At first glance, the Supreme Court’s recent decision in a trademark dispute appears to have nothing to do with unions and collective bargaining agreements. But the decision, Mission Product Holdings, Inc. v. Tempnology, LLC, Case No. 17-1657 (U.S. May 20, 2019), may give unions ammunition to argue that if an employer rejects a collective bargaining agreement in a Chapter 11 case, the employer breaches the contract, giving the union a claim for damages.
What does it mean to get rejected? It’s a question that haunts the social lives of teenagers. But it is also a question that has left a trail of uncertainty in bankruptcy jurisprudence. Until now, that is. In Mission, the Supreme Court pronounced definitively that “a rejection is a breach.”
Section 365 of the Bankruptcy Code, 11 U.S.C. §365(a), allows a bankrupt company to “reject” a contract that has not yet been fully performed. But courts have differed regarding the effect of rejection. Some have said that rejection amounts to a breach of the contract, giving the other party a claim for damages. Others, however, have taken the position that rejection amounts to a rescission of the agreement, terminating it along with the rights it conferred.
In Mission, a clothing manufacturer had a contract authorizing a distributor to sell its products and to use its trademarked logos and labels. After filing for Chapter 11, the manufacturer obtained the bankruptcy court’s permission to reject the contract under Section 365. The manufacturer claimed that the rejection constituted a rescission of the contract, revoking the distributor’s contractual right to use its trademark. The bankruptcy court agreed, but appeals followed, with a bankruptcy appellate panel taking one view of the issue and a federal appeals court taking another.
In her opinion ending the debate, Justice Kagan explained that the rejection breached the contract, but did not rescind it. The manufacturer, she wrote, could stop performing its obligations under the contract but could not withdraw the trademark license it had already conveyed to the distributor. She pointed out that a bankrupt company does not possess anything more than it did before the bankruptcy, and that interpreting contract rejection as a breach rather than a rescission “prevents a debtor in bankruptcy from recapturing interests it had given up.”
So what does this have to do with unions and collective bargaining agreements?
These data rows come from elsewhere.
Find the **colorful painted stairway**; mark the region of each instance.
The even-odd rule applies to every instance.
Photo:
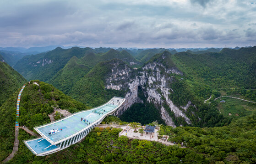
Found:
[[[24,85],[22,87],[22,89],[21,89],[21,91],[19,92],[19,95],[18,95],[18,98],[17,99],[17,106],[16,108],[16,121],[15,123],[15,126],[18,127],[19,127],[19,123],[18,123],[17,121],[17,118],[19,117],[19,113],[20,113],[20,102],[21,101],[21,96],[22,95],[22,92],[23,90],[25,87],[25,85]]]

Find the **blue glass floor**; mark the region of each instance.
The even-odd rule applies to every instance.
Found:
[[[56,142],[88,126],[89,123],[92,123],[102,117],[103,114],[112,110],[117,106],[117,105],[108,104],[100,108],[99,109],[85,111],[64,118],[63,121],[58,121],[42,128],[39,127],[38,130],[49,139]],[[81,118],[83,118],[82,121]],[[84,119],[87,121],[84,122]],[[50,130],[57,129],[59,132],[49,134]]]
[[[55,145],[52,145],[49,148],[44,149],[44,148],[50,146],[51,144],[47,141],[47,140],[45,139],[44,139],[42,141],[37,143],[38,141],[40,141],[42,139],[42,138],[40,138],[36,140],[27,141],[26,142],[29,145],[29,146],[30,146],[31,148],[32,148],[32,149],[37,154],[47,152],[49,150],[58,148],[57,146]]]

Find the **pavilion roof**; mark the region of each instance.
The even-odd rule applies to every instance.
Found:
[[[144,131],[146,132],[154,133],[155,132],[155,128],[156,127],[156,126],[146,125],[146,128],[145,128]]]

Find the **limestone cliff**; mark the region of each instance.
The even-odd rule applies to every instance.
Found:
[[[168,125],[176,127],[169,114],[170,110],[175,117],[184,118],[191,123],[185,112],[191,105],[190,101],[184,107],[175,106],[168,95],[173,92],[170,84],[176,80],[172,75],[182,75],[170,61],[168,51],[146,63],[141,69],[134,70],[126,65],[120,64],[121,61],[112,62],[111,72],[106,76],[105,88],[125,92],[126,101],[115,114],[118,116],[135,102],[143,103],[138,96],[138,88],[141,87],[147,95],[147,101],[154,104],[161,113],[162,118]],[[164,65],[163,63],[165,63]],[[169,109],[166,109],[164,104]]]

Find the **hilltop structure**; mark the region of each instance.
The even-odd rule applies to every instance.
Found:
[[[124,98],[115,97],[101,106],[80,111],[54,122],[34,127],[42,137],[26,140],[25,144],[38,156],[61,150],[83,138],[106,116],[115,112],[125,100]]]

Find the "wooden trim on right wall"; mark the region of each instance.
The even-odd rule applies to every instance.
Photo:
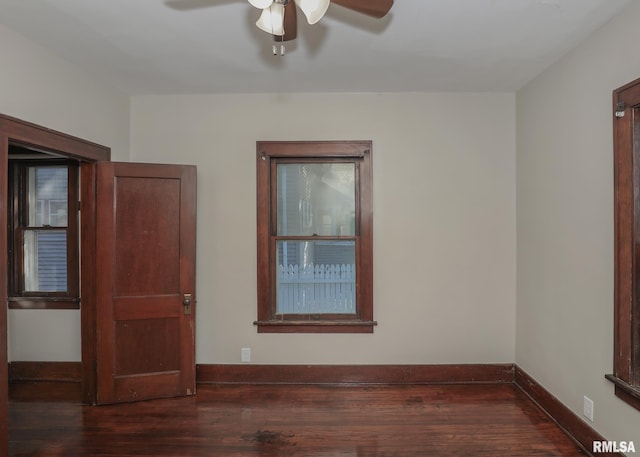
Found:
[[[551,392],[542,387],[522,368],[515,365],[515,385],[522,390],[558,427],[578,443],[587,455],[593,455],[593,442],[606,439],[583,421],[578,415],[567,408]],[[598,457],[624,457],[617,452],[598,453]]]

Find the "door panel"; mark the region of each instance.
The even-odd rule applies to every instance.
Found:
[[[193,395],[195,167],[96,176],[97,403]]]

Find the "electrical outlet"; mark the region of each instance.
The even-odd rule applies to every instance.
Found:
[[[582,405],[582,414],[584,417],[593,422],[593,400],[589,397],[584,397],[584,403]]]

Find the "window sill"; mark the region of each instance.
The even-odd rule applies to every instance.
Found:
[[[640,387],[632,386],[612,374],[605,375],[605,378],[615,385],[616,397],[640,410]]]
[[[373,333],[376,321],[256,321],[258,333]]]
[[[9,309],[80,309],[80,299],[69,297],[9,297]]]

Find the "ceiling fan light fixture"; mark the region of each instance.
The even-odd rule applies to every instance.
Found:
[[[263,9],[256,26],[272,35],[284,35],[284,5],[274,2],[270,7]]]
[[[269,8],[273,0],[249,0],[249,3],[251,3],[251,6],[263,10]]]
[[[296,5],[302,10],[307,22],[315,24],[324,16],[329,8],[330,0],[295,0]]]

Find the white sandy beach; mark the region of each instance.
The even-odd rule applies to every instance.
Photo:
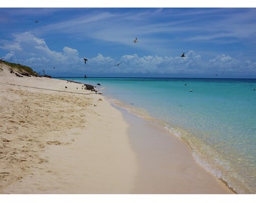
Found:
[[[1,194],[232,194],[188,146],[83,85],[0,63]]]

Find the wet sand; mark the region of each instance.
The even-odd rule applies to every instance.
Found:
[[[0,70],[0,193],[233,193],[188,146],[82,84]]]

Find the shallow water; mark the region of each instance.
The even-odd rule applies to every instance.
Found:
[[[66,78],[97,86],[191,147],[196,160],[239,193],[256,192],[256,80]]]

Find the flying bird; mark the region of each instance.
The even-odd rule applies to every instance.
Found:
[[[119,66],[122,62],[118,62],[117,64],[114,65],[114,66]]]

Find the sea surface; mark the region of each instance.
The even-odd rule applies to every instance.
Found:
[[[94,85],[153,118],[236,192],[256,193],[256,79],[65,79]]]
Congress created a special procedure, in Section 1113 of the Bankruptcy Code, 11 U.S.C. §1113, for bankrupt employers to reject collective bargaining agreements. But Section 1113 does not explain the effect of a collective bargaining agreement rejection and courts have differed on whether it is a breach or something else.
One unfortunate view holds that a rejected collective bargaining agreement is not breached but “abrogated.” See Northwest Airlines Corp., 483 F.3d 160, 172 (2d Cir. 2007); see also AMR Corp., 2018 WL 6523965, at *3 (Bankr. S.D.N.Y. 2018). The term “abrogated” appears nowhere in Section 1113. But some courts use it to conclude that rejecting a union contract under Section 1113 has the effect of both “terminating the parties’ agreed-to working conditions” and of “effectively shielding [the employer] from a charge of breach.” Northwest, 483 F3d at 174.
Mission throws in doubt the already dubious conclusion that an employer “abrogates” a collective bargaining agreement by rejecting it under Section 1113. Courts embracing that view have tried to construct a doctrinal wall distinguishing Section 1113 from Section 365 cases. But Mission did not limit its rejection-as-breach holding to Section 365 cases. Judge Kagan based her holding in part, but not entirely, on the text of Section 365, explaining that the rejection-as-breach principle also rested on “fundamental principles of bankruptcy law.” She emphasized that “[r]ejection of a contract — any contract — in bankruptcy operates not as a rescission but as a breach.” (Emphasis added).
Since rejection of “any” contract is a breach, and since collective bargaining agreements are contracts, it would follow from Mission that rejection of union contracts, too, amounts to nothing more than a breach. Indeed, the word “reject” is identical in Section 1113 and Section 365. No good reason exists to conclude that Congress used it to mean one thing in one section of the Bankruptcy Code and something else in another.
In light of Mission’s holding that rejection of “any” contract is a breach, courts in future cases may be hard pressed to conclude that rejecting a union contract under Section 1113 “shield[s]” an employer “from a charge of breach.” Moreover, because Mission explains that rejection-as-breach “prevents a debtor in bankruptcy from recapturing interests it had given up,” courts may now find it difficult to conclude that Section 1113 lets an employer take back contract terms it promised employees, without at least giving the union a claim for damages.
Some employers would like to see Section 1113 as the legal equivalent of a paper shredder. We now have a Supreme Court decision that will help dispel that notion.